Frozen indices

Elasticsearch indices keep some data structures in memory to allow you to search them efficiently and to index into them. If you have a lot of indices then the memory required for these data structures can add up to a significant amount. For indices that are searched frequently it is better to keep these structures in memory because it takes time to rebuild them. However, you might access some of your indices so rarely that you would prefer to release the corresponding memory and rebuild these data structures on each search.

For example, if you are using time-based indices to store log messages or time series data then it is likely that older indices are searched much less often than the more recent ones. Older indices also receive no indexing requests. Furthermore, it is usually the case that searches of older indices are for performing longer-term analyses for which a slower response is acceptable.

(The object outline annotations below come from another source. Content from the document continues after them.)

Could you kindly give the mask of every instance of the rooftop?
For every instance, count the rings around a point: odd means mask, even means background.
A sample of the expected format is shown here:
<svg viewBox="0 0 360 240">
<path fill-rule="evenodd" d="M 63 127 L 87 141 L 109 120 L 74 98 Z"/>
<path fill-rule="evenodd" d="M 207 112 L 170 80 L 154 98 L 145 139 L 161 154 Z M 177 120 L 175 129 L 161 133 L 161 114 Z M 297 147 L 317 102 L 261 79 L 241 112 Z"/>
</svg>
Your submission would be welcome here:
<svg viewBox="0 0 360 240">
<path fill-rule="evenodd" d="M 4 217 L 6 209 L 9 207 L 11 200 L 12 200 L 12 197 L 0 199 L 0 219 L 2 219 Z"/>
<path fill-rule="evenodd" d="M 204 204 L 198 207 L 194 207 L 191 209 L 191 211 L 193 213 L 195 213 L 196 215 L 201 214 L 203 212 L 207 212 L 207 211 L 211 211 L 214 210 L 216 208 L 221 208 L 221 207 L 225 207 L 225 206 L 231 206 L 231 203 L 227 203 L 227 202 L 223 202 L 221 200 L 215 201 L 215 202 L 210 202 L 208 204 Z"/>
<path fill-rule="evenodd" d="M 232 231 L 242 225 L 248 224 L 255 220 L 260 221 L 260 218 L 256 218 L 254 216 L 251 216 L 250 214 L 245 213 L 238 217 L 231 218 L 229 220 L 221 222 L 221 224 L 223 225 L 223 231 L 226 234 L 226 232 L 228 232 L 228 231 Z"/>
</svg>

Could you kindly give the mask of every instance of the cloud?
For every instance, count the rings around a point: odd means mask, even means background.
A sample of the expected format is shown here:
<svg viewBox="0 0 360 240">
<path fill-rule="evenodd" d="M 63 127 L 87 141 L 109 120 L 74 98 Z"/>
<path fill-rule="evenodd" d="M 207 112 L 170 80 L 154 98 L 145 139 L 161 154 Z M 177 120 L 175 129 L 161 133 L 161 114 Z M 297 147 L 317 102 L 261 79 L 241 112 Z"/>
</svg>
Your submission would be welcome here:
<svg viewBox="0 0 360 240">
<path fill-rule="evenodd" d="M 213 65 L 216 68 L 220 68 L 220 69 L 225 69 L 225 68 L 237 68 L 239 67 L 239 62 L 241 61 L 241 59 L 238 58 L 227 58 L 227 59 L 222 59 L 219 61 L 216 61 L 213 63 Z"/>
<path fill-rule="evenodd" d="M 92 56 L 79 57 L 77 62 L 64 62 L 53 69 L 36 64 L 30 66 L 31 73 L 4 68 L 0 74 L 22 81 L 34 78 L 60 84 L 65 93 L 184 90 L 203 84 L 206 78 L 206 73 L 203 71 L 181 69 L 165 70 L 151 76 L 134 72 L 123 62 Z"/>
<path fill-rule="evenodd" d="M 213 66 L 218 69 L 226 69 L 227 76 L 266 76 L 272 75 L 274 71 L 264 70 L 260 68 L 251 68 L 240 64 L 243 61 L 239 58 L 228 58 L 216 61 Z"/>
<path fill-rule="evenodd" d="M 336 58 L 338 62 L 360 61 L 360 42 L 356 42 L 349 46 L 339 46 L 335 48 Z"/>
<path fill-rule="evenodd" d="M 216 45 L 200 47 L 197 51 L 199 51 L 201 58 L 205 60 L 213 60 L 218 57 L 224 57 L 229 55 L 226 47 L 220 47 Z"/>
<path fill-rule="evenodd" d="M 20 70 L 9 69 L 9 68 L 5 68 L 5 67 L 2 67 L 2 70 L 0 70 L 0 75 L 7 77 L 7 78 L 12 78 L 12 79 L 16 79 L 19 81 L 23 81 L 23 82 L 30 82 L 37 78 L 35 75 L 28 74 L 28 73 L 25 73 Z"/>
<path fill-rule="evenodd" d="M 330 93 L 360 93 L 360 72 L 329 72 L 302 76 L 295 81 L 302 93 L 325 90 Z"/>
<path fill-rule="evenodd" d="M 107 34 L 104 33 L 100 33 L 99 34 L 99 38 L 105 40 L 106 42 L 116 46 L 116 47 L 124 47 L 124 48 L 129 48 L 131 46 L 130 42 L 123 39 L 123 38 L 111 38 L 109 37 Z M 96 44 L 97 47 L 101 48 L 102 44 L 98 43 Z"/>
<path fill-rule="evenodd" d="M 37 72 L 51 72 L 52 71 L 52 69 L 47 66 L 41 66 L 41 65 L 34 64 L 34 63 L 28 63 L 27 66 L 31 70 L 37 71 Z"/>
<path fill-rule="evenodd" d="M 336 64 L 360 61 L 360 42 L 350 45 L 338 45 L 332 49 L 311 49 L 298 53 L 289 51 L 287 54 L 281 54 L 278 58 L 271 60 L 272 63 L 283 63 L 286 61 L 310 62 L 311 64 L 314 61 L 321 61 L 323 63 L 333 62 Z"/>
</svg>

If you have such indices then they are good candidates for becoming frozen indices. Elasticsearch builds the transient data structures of each shard of a frozen index each time that shard is searched, and discards these data structures as soon as the search is complete. Because Elasticsearch does not maintain these transient data structures in memory, frozen indices consume much less heap than normal indices. This allows for a much higher disk-to-heap ratio than would otherwise be possible.

You can freeze the index using the Freeze Index API.

Searches performed on frozen indices use the small, dedicated, search_throttled threadpool to control the number of concurrent searches that hit frozen shards on each node. This limits the amount of extra memory required for the transient data structures corresponding to frozen shards, which consequently protects nodes against excessive memory consumption.

Frozen indices are read-only: you cannot index into them.

Searches on frozen indices are expected to execute slowly. Frozen indices are not intended for high search load. It is possible that a search of a frozen index may take seconds or minutes to complete, even if the same searches completed in milliseconds when the indices were not frozen.

To make a frozen index writable again, use the Unfreeze Index API.